Il vaut bien mieux attendre les bonnes choses que de se précipiter dans de mauvaises situations. Il vaut mieux prendre le temps de s'aimer vraiment.
Tu es incroyable. Vous êtes un cadeau.
avis de recharge lmnt
J'avais attendu toute ma vie que quelqu'un me dise qu'il m'aimait. Ce que je ne savais pas, c'est que j'avais le plus besoin de l'entendre de moi-même. Quand j'ai enfin pu me regarder dans le miroir avec fierté et ressentir de l'amour-propre, ma vie a changé de cap.

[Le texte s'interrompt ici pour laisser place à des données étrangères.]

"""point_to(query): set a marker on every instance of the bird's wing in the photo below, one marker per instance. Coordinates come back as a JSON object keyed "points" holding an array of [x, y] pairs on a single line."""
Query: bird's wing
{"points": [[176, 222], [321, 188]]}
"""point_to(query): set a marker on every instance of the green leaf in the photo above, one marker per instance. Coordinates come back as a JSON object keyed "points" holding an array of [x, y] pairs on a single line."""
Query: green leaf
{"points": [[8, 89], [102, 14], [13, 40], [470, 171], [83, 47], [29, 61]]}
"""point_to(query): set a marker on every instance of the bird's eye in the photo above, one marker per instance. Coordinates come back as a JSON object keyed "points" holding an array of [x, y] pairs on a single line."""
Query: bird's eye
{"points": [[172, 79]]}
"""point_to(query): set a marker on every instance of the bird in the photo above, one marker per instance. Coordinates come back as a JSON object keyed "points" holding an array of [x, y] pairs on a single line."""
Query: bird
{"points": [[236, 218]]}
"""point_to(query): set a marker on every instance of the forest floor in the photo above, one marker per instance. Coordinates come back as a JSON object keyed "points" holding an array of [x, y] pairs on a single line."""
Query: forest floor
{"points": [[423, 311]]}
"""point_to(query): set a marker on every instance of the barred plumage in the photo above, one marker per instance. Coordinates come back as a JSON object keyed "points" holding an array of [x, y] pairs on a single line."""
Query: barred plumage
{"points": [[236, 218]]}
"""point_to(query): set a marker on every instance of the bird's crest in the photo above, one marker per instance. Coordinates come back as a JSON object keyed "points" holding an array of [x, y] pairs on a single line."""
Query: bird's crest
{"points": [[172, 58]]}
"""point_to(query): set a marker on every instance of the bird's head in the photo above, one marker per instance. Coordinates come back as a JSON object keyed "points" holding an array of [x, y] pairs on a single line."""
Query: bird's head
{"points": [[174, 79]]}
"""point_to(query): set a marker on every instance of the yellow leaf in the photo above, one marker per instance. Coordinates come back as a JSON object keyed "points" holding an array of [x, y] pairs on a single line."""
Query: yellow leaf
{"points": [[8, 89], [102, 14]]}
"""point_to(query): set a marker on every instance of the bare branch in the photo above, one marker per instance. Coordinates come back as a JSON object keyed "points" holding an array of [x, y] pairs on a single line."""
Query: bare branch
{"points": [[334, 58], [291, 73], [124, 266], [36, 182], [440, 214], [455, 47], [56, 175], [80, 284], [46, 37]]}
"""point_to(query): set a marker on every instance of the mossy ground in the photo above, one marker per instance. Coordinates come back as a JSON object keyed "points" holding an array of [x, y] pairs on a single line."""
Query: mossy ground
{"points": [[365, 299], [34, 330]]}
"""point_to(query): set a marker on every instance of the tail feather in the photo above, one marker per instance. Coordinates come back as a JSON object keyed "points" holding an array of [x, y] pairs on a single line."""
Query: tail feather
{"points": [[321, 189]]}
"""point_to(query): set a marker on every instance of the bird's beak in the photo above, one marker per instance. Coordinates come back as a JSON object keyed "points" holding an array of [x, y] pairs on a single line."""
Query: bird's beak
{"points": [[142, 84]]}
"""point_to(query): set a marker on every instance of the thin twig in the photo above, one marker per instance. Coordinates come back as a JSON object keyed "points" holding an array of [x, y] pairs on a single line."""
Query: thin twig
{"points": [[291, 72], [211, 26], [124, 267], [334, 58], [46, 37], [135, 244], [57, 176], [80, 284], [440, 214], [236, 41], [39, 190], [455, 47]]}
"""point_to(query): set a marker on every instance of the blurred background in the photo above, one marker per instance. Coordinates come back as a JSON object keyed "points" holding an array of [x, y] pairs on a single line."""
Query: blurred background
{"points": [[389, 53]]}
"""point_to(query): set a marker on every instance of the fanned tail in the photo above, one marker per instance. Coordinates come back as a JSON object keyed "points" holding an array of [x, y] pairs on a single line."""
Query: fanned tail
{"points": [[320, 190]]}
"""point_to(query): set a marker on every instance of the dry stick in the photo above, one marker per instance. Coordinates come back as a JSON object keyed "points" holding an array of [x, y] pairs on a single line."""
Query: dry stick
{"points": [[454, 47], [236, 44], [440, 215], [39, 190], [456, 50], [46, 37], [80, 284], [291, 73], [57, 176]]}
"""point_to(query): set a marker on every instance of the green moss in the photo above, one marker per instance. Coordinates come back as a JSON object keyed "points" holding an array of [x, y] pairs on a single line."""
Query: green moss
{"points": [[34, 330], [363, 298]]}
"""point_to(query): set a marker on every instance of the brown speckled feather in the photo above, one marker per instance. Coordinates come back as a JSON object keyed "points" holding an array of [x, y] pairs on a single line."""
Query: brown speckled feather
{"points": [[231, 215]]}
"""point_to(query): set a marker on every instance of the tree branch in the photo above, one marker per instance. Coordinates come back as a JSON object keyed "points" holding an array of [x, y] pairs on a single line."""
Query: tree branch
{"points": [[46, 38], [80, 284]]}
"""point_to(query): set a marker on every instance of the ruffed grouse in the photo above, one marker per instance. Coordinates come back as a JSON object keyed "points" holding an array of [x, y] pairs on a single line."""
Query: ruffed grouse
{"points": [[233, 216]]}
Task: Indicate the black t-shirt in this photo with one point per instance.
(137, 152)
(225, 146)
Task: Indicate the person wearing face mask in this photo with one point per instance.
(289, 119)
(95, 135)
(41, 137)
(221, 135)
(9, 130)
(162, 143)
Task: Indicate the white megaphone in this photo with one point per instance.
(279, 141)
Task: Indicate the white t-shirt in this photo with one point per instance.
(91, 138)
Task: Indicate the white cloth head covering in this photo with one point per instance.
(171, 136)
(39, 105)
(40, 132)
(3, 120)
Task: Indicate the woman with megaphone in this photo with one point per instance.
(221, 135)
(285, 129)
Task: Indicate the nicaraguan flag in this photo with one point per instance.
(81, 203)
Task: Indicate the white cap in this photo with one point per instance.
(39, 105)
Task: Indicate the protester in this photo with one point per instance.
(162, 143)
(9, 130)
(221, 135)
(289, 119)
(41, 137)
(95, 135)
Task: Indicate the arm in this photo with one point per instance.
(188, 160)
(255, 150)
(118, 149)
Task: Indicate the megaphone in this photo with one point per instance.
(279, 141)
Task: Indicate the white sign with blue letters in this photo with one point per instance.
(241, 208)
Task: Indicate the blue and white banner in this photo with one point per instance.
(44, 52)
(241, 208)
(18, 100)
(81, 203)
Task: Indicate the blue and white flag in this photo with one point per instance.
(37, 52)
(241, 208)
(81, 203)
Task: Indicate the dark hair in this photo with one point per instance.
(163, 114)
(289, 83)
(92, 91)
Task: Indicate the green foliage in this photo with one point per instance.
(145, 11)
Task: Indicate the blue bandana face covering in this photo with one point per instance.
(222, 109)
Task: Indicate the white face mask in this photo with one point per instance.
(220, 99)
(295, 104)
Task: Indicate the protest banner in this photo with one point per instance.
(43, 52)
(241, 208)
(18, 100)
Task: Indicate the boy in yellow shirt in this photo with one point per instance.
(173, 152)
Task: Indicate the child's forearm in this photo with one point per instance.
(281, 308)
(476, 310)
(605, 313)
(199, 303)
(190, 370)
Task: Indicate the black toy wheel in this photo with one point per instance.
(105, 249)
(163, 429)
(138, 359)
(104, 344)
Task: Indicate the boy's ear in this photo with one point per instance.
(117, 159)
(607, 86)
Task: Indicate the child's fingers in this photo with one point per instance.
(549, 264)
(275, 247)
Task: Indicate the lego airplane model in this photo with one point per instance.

J'ai rencontré un homme merveilleux et j'ai deux enfants merveilleux. J'essaie de leur dire que je les aime souvent, car je sais ce que ça fait d'avoir envie de ces mots. J'essaie de leur montrer combien je les aime souvent, car je sais ce que c'est que d'être négligé. J'essaie de les serrer dans mes bras et de les embrasser souvent, dans l'espoir que cela les protégera d'un monde méchant. J'essaie de leur montrer de la gentillesse, afin qu'ils montrent la même gentillesse envers les autres.
Je n'ai vu mon père qu'une seule fois après Thanksgiving. C'était sur son lit de mort. Il n'y avait aucune excuse offerte, aucune chaleur montrée, aucun amour pour ma fille à naître qui a grandi dans mon gros ventre, non je t'aime, pas d'adieu sur grand écran de cinéma.
Je me suis penché sur lui pour la dernière fois et j'ai embrassé son front. J'ai dit une prière rapide pour qu'il trouve enfin la paix et le bonheur.
Je n'avais plus besoin de lui. Je ne l'ai jamais vraiment fait. Je suis sorti de cette chambre d'hôpital avec tout ce dont j'avais vraiment besoin :
Moi-même, un peu d'amour-propre et beaucoup d'amour à revendre.